An outside expert provided testimony that only a fraction -- as little as 7 percent -- of the domestic partners actually receiving state benefits were of the same sex and cost Arizona no more than one-quarter of 1 percent of the state's health care costs.

But the legal issue for Borelli and her clients isn't about a budgetary squeeze or statistics. "The fact that the state of Arizona may have wanted to save some negligible amount of money by cutting out this very small percent of the population, doesn't excuse the discrimination," she said. She points out that opposite-sex partners can still obtain health benefits from the state if they get married -- an option that's foreclosed for gay workers.  

"It's as if the state were saying to same-sex couples, 'you can have access to this health insurance as long as you do this thing that is legally impossible for you to do.' Well that's not equal treatment, and everybody can see that," she said.

A major legal question is whether Arizona lawmakers had a rational basis to remove the benefit. O'Scannlain's assessment of what his colleagues decided makes clear his view of the case. "The panel concluded --  in a way that is veiled but unmistakable -- that rules benefiting only traditional marriage serve no conceivable rational purpose." He said that determination prevents Arizona voters -- and those in other states -- from passing laws that protect traditional marriage.

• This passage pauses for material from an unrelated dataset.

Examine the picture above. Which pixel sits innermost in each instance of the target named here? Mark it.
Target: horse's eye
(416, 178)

Eastland says the legislature's action was perfectly reasonable given the budgetary fix it was in and that courts are supposed to defer to elected lawmakers to make difficult decisions -- like what programs or benefits to cut when money is tight. "The 9th Circuit has now effectively gone on record as saying it's irrational for the state to provide benefits to traditional married couples that it doesn't extend to everybody else. And that the only explanation for it is bigotry toward homosexuality."

The Supreme Court is unlikely to decide whether to take the case until the fall. This case is different from another 9th Circuit ruling that invalidated the controversial Prop 8 referendum in California banning same-sex marriage. A third high-profile case over the federal Defense of Marriage Act is also expected to reach the Supreme Court. The justices could agree to hear and decide all, some or none of these cases.